The NBC Symphony Orchestra (NBCSO)

The NBC Symphony Orchestra (NBCSO)

David Sarnoff founded the NBC Symphony Orchestra in 1937. At the time, Sarnoff was the head of RCA, an electronics company that owned Radio Corporation of America. The orchestra would perform radio concert broadcasts every week(Khoudje-Coyez, 17). The first broadcast by the group was aired on November 13, 1937, and this continued until the group’s disbandment in 1954. NBCSO is said to be one of a kind due to its high standards. Besides giving 52-weeks contracts, its salaries were also the highestin the industry (Meyer, 233). Artur Toscanini conducted the orchestra after being offered by the RCA chairman Sarnoff.

NBC lured top orchestral artists by its lucrative offers. Twenty-one of the musicians that the group successfully recruited were former section leaders of other orchestras. Thanks to Artur Rodzinski, the musicians were moulded into the precision ensemble. Rodzinski also took the lead in group’s first concerts. Following the retirement of Artur Toscanini in 1954, NBC had planned to bring the orchestra to an end (Meyer, 99). However, the group could not just die. The former members of NBCSO would later join hands to form a new ensemble by the name “Symphony of the Air” which remained functional until 1963 (Meyer, 233).


The orchestra was ranked as one of the world’s greatest immediately it went on air. NBCSO is famous for its lean and precise sound. For many years, leading and famous music legendries conducted the orchestra with Leopold Stokowski as a co-conductor between 1941 and 1944 (Meyer, 126). Thanks to NBCSO, many recordings were produced for RCA, and at times they would record as the “RCA Victor Symphony.” NBCSO boasts of quite a good number of distinguished former members such as William Primrose (violist) and Josef Gingold (violinist)(Khoudje-Coyez, 21).

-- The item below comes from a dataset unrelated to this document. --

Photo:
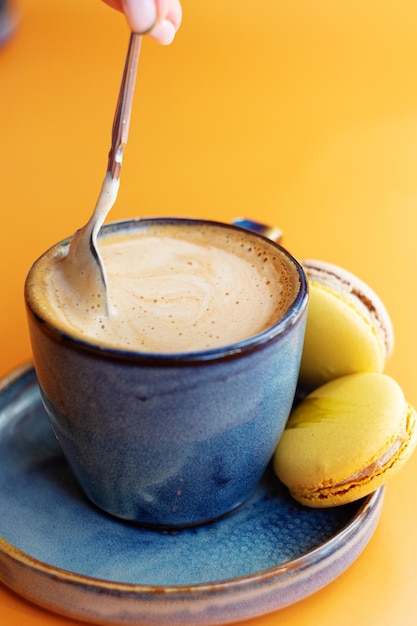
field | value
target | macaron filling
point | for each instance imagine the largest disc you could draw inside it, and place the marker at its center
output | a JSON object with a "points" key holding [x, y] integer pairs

During the first seasons, the orchestra funded its broadcasts. However, later on, the group would enjoy commercial sponsoring from various companies. General Motors (GM) acted as the primary sponsor for NBCSO. The orchestra broadcasts aired as General Motor’s symphony of the Air while under the corporation’s sponsorship. Other companies that sponsored the group include the Reynolds Metals Company, House of Squibb and the Socony Vacuum Oil Company (Meyer, 111).

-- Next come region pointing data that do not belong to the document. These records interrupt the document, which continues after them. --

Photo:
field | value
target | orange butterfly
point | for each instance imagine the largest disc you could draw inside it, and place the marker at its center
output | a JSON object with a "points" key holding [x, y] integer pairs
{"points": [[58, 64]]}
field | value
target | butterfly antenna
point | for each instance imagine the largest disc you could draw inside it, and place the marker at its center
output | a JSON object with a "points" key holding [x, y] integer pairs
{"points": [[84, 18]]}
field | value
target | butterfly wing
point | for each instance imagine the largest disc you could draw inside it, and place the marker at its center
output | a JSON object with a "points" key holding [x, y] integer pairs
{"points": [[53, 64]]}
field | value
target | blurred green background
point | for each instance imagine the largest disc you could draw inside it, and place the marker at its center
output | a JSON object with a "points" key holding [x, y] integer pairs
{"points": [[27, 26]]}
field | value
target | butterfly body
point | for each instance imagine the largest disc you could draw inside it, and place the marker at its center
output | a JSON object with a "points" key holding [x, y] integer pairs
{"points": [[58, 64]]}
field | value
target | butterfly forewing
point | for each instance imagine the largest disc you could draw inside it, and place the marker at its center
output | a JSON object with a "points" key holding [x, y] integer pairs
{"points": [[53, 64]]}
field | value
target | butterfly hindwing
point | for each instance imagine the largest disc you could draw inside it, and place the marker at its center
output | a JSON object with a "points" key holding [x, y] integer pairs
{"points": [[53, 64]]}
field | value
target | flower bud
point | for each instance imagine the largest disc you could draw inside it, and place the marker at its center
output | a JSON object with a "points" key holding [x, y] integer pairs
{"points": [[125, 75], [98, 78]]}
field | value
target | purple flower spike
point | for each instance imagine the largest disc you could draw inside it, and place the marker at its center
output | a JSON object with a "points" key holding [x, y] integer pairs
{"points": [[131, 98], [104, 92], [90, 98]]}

Although the orchestral scene has seen a great decline of popularity in the past half century, the fact remains that Orchestra is not dead yet because we still hear from the likes of Los Angele Philharmonic, Cleveland Orchestra, and Bavarian Radio Symphony Orchestra. If the NBCSO was there today, we would see a major change in the NYC orchestral scene. First, and foremost, it is good to note the flexibility of NBCSO in terms of switching from one sponsor to another as well as a never-give-up attitude. I am sure that NBCSO would have found a new way to tune orchestra in a manner that tickles the ears of millennials in a bid to lure them from rock and hip hop either through collaborations or creativity. All in all, NBCSO will remain significant in the books of history.